C’est une triste affaire qu’avait révélée, il y a deux ans, un rapport universitaire. On apprenait dans ce dernier que 881 enfants, originaires du Sri Lanka et adoptés par des Suisses jusque dans les années 1990, venaient de «fermes à bébés» où des femmes étaient exploitées par des trafiquants d’enfants. Ces derniers enlevaient les nouveaux-nés «conçus pour l’adoption» et falsifiaient systématiquement les actes de naissance. À l’époque, les autorités suisses savaient tout, mais elles ont fermé les yeux.
À la sortie de ce rapport, la ministre de la Justice, Karin Keller-Sutter, avait exprimé ses regrets et promis que la Confédération et les cantons soutiendraient les personnes concernées dans la recherche de leur famille biologique. Un projet pilote de trois ans dans ce but a été présenté lundi à Berne.
«Nous avons la responsabilité d’aider»
La Confédération, les cantons et l’association Back to the Roots (BttR) ont signé une convention commune pour ce projet, dont le budget maximum sera de 250’000 francs.
Au nom du gouvernement, Karin Keller-Sutter a évoqué les manquements des autorités qui ont provoqué chez les personnes concernées «beaucoup de souffrances qui ne peuvent plus être effacées», comme elle l’avait déjà dit il y a deux ans. Fredy Fässler, président de la Conférence des directrices et directeurs des départements cantonaux de justice et police, a ajouté: «Nous avons la responsabilité d’aider.»

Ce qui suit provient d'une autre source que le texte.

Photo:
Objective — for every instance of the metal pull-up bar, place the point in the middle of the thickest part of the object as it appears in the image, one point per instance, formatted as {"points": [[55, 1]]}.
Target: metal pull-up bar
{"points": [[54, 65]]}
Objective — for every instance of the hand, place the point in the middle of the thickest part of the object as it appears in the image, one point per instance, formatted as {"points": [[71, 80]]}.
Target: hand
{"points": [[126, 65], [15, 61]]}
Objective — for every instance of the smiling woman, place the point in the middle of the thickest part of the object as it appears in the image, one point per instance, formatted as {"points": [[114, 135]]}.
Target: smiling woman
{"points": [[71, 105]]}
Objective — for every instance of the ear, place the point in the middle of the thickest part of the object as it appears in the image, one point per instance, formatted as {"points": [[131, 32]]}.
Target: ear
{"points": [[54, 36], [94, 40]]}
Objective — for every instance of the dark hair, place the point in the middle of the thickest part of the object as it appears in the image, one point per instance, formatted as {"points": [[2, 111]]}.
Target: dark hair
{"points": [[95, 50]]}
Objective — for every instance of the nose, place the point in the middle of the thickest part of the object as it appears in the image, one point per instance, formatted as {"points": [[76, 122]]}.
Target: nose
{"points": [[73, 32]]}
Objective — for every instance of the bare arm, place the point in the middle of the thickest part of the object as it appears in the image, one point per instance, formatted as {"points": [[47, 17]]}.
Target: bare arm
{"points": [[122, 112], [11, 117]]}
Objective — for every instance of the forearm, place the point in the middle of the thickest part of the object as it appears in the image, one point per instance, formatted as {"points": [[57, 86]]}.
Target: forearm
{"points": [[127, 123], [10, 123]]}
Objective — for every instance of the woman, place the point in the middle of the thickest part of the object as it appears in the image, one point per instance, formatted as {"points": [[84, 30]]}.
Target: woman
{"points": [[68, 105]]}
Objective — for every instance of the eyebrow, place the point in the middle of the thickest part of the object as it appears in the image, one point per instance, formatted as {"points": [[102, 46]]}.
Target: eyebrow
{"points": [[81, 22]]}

La présidente de BttR, Sarah Ineichen, est satisfaite: «Nous sommes heureux que les autorités soient prêtes à prendre leurs responsabilités et à soutenir les personnes adoptées du Sri Lanka dans ce dont elles ont besoin.» Elle a fondé l’association il y a quatre ans avec d’autres personnes concernées. Elle aide les personnes adoptées à retrouver leurs parents biologiques au Sri Lanka. Jusqu’à récemment, elle le faisait à ses propres frais.
Une recherche difficile
Le projet pilote s’articulera en plusieurs phases. Tout d’abord, des entretiens ont lieu entre BttR et les adoptés, afin de cerner leurs besoins. L’organisation les aidera ensuite à constituer leur dossier d’adoption. Des personnes sur place au Sri Lanka compareront les données avant de rechercher les parents. S’ils trouvent la mère, ils lui proposeront un test ADN. Ce dernier devrait rester à la charge de l’association BttR à l’avenir.
Ce projet de recherche n’est pas une mince affaire. La plupart des actes de naissance ayant été falsifiés, les noms des mères, par exemple, ne sont souvent pas les bons. Sur les 250 personnes adoptées qui se sont présentées à BttR, seules douze ont trouvé au moins un de leurs parents au Sri Lanka. Sarah Ineichen fait un amer constat: «La plupart des personnes adoptées ne retrouveront pas leurs parents.» L’objectif du projet est donc le suivant: les personnes adoptées doivent apprendre, grâce à cette démarche, à reprendre la responsabilité de leur histoire d’adoption et à apprendre à vivre avec cette histoire difficile.